Подбитый гусь уносился течением вниз, шитик настигал его, трещали весла, уключины скорготали, взвизгивали.

— К берегу, Прошка, к берегу!! — вдруг неистово завопил черкес. — Порог!.. Алла! Алла!!

Увлекшиеся путники, не слыша и не видя ничего кругом, неожиданно очутились среди бушующих валов, в преддверии грозного порога.

— К берегу!!

— Пропали… Ой!

— Наляг, наляг!!

С треском хрустнуло весло и — к черту.

— Пропали!

— Новое, где новое?!!

Прохор вскочил и, схватив багор, сильными толчками в камни опруживал нос к берегу. В корме, стиснув зубы и весь побелев от напряжения, пыхтел черкес. Волны хлестали в борт лодки — вот-вот опрокинут. Впереди, как сто зверей, люто ревел порог.

— Еще-еще-еще! Наддай!

Второе весло — хрясь! и — к черту. Но бой кончился: перед самым порогом шитик вошел в тихую заводь и, весь пропитанный духом борьбы, передавшейся ему от живых существ, победоносно пробивался к берегу.

— Фу-у-у!.. — протянул взмокший, дрожащий Прохор.

А Ибрагим только посвистал и крепко сплеча выругал и уплывшего гуся и порог.

В них обоих еще горел момент борьбы, момент прилива сил, глаза полыхали, быстрым бегом била во всем теле кровь. Но когда все внутри их стало затихать, Ибрагим и Прохор с трепетом подумали о только что минувшей схватке с Угрюм-рекой и ужаснулись.

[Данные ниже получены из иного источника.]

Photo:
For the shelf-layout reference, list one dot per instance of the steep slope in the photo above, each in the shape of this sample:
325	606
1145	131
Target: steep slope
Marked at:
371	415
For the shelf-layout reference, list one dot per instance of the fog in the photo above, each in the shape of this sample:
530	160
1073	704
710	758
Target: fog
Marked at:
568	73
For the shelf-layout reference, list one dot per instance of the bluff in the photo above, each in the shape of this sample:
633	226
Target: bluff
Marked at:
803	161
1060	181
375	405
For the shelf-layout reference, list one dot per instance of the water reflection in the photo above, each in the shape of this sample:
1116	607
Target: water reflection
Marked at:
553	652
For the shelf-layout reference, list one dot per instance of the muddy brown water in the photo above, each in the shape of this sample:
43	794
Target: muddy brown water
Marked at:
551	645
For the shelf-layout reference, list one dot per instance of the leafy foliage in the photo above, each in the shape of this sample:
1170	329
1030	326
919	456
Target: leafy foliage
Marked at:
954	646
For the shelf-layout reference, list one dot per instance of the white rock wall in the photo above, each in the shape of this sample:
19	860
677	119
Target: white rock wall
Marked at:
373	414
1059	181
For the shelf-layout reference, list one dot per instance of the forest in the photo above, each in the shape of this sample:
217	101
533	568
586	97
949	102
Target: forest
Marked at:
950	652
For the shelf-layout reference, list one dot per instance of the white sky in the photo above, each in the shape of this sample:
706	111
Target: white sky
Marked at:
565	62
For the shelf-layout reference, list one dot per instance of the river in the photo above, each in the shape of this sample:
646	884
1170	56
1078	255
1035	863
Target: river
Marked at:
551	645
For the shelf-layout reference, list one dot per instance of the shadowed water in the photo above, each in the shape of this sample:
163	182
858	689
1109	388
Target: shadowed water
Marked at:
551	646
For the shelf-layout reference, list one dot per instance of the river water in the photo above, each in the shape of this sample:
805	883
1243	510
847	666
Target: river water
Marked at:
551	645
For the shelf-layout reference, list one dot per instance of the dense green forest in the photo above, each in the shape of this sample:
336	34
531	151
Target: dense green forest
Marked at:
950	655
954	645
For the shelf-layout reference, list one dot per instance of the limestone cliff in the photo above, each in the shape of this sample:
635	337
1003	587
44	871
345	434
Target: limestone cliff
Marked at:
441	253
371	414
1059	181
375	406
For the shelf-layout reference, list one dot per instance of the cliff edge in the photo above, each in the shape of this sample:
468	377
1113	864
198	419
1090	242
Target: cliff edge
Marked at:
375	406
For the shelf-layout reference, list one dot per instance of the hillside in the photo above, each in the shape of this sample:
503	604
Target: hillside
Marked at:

— Прошка, а если бы перевернуло нас?.. Что бы? А?

— Выплыли бы.

— Это худо. Надо утонуть. Что жрать стали бы? Где сухари, где все? Ой-ой, Прошка.

— Да-а-а… — протянул в тупом раздумье Прохор и после короткого роздыха сказал: — Обедать надо… Два дня не ели как следует.

— Никакой не обэд… К свиньям обэд!.. Плыть надо… Тут сдохнешь… Пойдем порог смотреть.

Прохор умоляюще взглянул на Ибрагима; тот, сдвинув брови, зло сопел. Прохор понял, что надо подчиниться.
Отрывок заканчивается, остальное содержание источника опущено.